Though few community members got out of bed Saturday morning to hear South Kitsap School District Superintendent Bev Cheney’s presentation on the state’s — and district’s — pending budget crisis, those who did attend had plenty of tough questions for the administrator.

“They were good questions,” said Cheney, adding also that they were exactly what she expected. “They were typical questions.”

Cheney’s presentation, named “Stormy Weather,” given at Sidney Glen last Satur-day, seemed to take its title from the windy and rainy morning that might have kept many at home.

Instead, it was nam-ed after the storm clouds many at the SKSD see headed their way because of the state’s predicted $2.5 billion deficit.

The presentation warned South Kitsap parents and other concerned citizens that despite the four-year levy voters passed less than two years ago, the projected state budget cuts could effectively negate any gains the levy may have given the district.

Predictably, the mix of parents, school employees and voters had many questions about the budget crisis and what it would mean if South Kitsap joined other districts in a statewide rally in Olympia, Spokane and Tri Cities on Jan. 14 called a “Day of Education.”

Port Orchard resident Lynn Rasmussen, whose children attend Sidney Glen, said she wanted to make sure the district was “thinking creatively” if it decided to close the schools and allow teachers, students and other employees a non-paid day off to march before the state legislature.

“You will have to really get the word out about why you’re doing this and make them understand,” Rasmussen said, “for it will irritate a lot of the people, and they’ll think, ‘Oh, those teachers, they’re just taking the day off to rally the legislature.”

Rasmussen said a lot of her neighbors work very hard to just put food on their tables and though they try to pay attention to the newspaper, etc., they may not find out until the last minute that the schools will be closed and they will have to make other arrangements for their children.

“Most of the hard-working folks in this community are going to be very mad if they don’t get enough notice,” Rasmussen said.

Rasmussen suggested giving out fliers at local latte stands.

“Just about everybody in South Kitsap goes through those,” she said.

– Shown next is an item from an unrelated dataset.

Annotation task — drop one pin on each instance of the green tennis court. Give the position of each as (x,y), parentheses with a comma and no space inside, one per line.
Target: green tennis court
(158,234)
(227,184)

Bob Parks, the father of district employee Gloria Parks, said the district should make sure what it does will make a difference, because their actions could erode public support and jeopardize future levies.

“The Legislature will just ignore you,” Parks said. “The time to hit them is on election day and tell them, ‘You either vote for education or you’re out.’ ”

Cheney said these suggestions and concerns were exactly what she and others, including the South Kitsap teachers’ union president Cheryl Bond, who was also on hand, needed to hear.

“We don’t want to adversely affect our relationship with our community,” Cheney said. “That’s why we are getting input.”

Cheney said because of the short timeline, the district was not able to give as much notice as they would have liked for the Saturday meeting, but they are planning to hold more before they bring their proposal to the school board on Dec. 2.

“Right now is your opportunity — will be collecting your ideas and input,” Cheney said. “We also want to wake people up and make them aware of the dilemmas we will be facing locally.”